Never configure a PortFast port without BPDU guard or you’ll soon discover that it takes a single click in Hyper-V to melt down your network.
VCS fabric as core transport
If you’re deploying Brocade’s VCS fabric as a Data Center network core or as a transport layer between top-of-rack switches (or between switches embedded in blade enclosures) you’re relatively safe: the access switches (ToR or embedded) should kick out the rogue servers/virtual machines; running STP across the VCS fabric is just an extra disaster-preventing precaution.
VCS fabric in access layer
You probably should not connect servers directly to VCS fabric due to the way it handles BPDUs. VCS fabric’s current implementation gives you only two dismal options:
Ignore BPDUs on the edge ports, risking the stability of the whole data center (see the above warning).
Transport BPDUs across VCS fabric to the core switches. Unfortunately, the core switches are not the right place to implement STP protection.

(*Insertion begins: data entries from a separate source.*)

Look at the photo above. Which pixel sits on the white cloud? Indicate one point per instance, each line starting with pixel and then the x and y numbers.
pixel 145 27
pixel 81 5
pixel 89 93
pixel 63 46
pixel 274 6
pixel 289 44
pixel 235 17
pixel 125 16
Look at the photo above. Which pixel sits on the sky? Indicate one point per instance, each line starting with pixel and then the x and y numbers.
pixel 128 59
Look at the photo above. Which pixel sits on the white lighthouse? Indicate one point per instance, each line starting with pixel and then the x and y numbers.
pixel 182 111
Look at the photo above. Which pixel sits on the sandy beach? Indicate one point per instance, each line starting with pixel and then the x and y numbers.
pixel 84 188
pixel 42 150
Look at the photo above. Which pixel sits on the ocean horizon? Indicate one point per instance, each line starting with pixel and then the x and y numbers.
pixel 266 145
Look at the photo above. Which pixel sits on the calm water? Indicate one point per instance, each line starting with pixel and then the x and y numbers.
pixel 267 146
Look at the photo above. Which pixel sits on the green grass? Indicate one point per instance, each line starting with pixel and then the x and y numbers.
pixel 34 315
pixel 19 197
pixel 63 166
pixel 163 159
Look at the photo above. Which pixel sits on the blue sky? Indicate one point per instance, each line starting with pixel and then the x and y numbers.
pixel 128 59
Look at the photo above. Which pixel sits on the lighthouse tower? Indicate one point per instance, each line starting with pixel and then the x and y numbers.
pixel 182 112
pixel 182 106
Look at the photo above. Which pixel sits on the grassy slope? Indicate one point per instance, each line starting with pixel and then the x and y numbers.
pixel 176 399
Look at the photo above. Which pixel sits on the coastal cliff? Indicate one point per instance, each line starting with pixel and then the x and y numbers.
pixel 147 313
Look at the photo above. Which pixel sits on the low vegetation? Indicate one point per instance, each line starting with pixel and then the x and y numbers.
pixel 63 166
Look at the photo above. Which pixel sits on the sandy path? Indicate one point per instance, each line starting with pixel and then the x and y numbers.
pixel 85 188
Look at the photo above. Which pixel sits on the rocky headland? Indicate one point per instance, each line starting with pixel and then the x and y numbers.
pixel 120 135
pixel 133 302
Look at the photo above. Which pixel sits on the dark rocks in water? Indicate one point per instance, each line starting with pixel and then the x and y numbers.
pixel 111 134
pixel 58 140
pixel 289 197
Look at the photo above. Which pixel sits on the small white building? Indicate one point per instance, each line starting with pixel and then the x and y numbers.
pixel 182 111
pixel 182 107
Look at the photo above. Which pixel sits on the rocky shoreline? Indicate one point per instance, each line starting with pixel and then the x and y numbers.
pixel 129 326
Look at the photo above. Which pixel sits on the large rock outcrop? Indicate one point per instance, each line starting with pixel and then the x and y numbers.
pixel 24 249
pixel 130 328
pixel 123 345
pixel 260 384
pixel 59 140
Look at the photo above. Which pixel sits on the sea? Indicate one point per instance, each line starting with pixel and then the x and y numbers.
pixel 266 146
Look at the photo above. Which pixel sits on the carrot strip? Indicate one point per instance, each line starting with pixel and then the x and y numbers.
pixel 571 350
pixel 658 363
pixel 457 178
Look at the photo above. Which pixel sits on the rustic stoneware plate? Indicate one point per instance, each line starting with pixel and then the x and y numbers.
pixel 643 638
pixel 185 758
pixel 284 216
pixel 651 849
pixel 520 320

You could decide to configure BPDU guard or root guard on the core switches, in which case you risk cutting off the whole VCS fabric (and all servers connected to it) if a single server starts sending BPDUs. Or you could do nothing, exposing the core switches to the whims of STP configurations of individual servers, allowing any rogue server to bring down the whole network with repetitive bogus topology changes.
While the shortest-path bridging standards (802.1aq/SPB and TRILL) seem convoluted and overloaded with features, most of those features made it into the standard for a good reason. Cutting corners when implementing standards is always a long-term problem.
You’ll learn more about modern data center architectures in my Data Center 3.0 for Networking Engineers webinar (buy a recording). The details of VMware networking (including the vSwitch behavior) are described in VMware Networking Deep Dive webinar (register here). Both webinars are also part of the yearly subscription package.
Update 2011-06-12: After lengthy e-mail exchange with Jon Hudson, Global Solutions Architect @ Brocade Networks, I slightly reworded two sentences to ensure nobody would assume I "imply a willful choice" or worse. While editing the post, I also included information on STP support by VDX switches running in non-fabric mode and the fact that multiple vendors (including Brocade) support "a Cisco solution to a problem" (BPDU Guard and Root Guard). In fact, both features are supported by VDX switches running in non-fabric mode.
In my personal opinion (I hope I'm still entitled to one), I would wait for Brocade to implement Appointed Forwarder in their TRILL code and enable full set of STP features (already present in the code) in VCS fabric mode before deploying VCS fabric in my network.